Сцену, которая за этим последовала, мы предоставляем воображению читателя. Мы могли бы рассказать, как миссис Тибс тут же лишилась чувств и потребовались соединенные усилия мистера Уисботла и Альфреда Томкинса, чтобы удержать ее в кресле; как мистер Ивенсон объяснял и его объяснениям никто не верил; как Агнес опровергла обвинения миссис Тибс, доказав, что мистер О'Блири просил помочь ему добиться благосклонности ее хозяйки; и как мистер Гоблер вылил ушат холодной воды на чаяния О'Блири, объявив, что он (Гоблер) уже сделал предложение миссис Блосс я уже получил согласие; как эта дама рассчитала Агнес; как расчетливый мистер О'Блири покинул дом миссис Тибс, забыв рассчитаться; я как этот разочарованный молодой джентльмен ругает Англию и англичан и клянется, что добродетель и благородство повсюду исчезли с лица земли, «кроме Ирландии». Повторяем, мы могли бы рассказать многое, но мы склонны к самоотречению и потому рассудили за благо предоставить все это воображению читателя.
Особы, которую мы описали под именем миссис Блосс, нет более с нами. Существует миссис Гоблер: миссис Блосс покинула пас навеки. В укромном приюте в Нюингтон-Батс, вдали от шумной сумятицы этого гигантского пансиона, который мы называем светом, счастливец Гоблер и его милейшая супруга наслаждаются уединением, упиваясь своими болезнями, своим столом, своими лекарствами, хранимые благодарственными молитвами всех поставщиков животной пищи на три мили в окружности.
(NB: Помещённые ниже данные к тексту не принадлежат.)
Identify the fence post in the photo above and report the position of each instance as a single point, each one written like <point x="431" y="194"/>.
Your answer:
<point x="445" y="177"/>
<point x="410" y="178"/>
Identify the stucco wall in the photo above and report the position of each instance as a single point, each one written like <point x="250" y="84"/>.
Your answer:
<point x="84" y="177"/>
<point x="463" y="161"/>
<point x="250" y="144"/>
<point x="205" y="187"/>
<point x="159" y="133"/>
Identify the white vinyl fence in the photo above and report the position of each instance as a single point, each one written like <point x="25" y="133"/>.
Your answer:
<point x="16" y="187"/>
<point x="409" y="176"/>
Мы охотно закончили бы на этом наш рассказ, если бы не тяжкий долг, исполнить который мы обязаны. Мистер и миссис Тибс разъехались по взаимному согласию с условием, что миссис Тибс будет получать одну половину тех сорока восьми фунтов пятнадцати шиллингов десяти пейсов, которые, как мы объяснили ранее, составляли годовой доход ее мужа, а мистер Тибс – другую. Он проводит вечер своей жизни, удалившись от дел, и ежегодно тратит всю свою скромную, но почетную пенсию. Он поселился среди аборигенов Уолворта, и из весьма авторитетных источников известно, что анекдот о волонтерах был досказан до самого конца в одной из небольших харчевен этого почтенного околотка.
Несчастная миссис Тибс решила продать свою мебель с аукциона и покинуть жилище, в котором ей пришлось столько выстрадать. Провести распродажу поручено мистеру Робинсу;{69} и непревзойденные таланты джентльменов-литераторов, связанных с его заведением, в настоящее время посвящены составлению предварительного объявления об аукционе. Оно обещает быть очень остроумным, и в нем будет содержаться семьдесят восемь слов, написанных заглавными буквами, и шесть цитат в кавычках.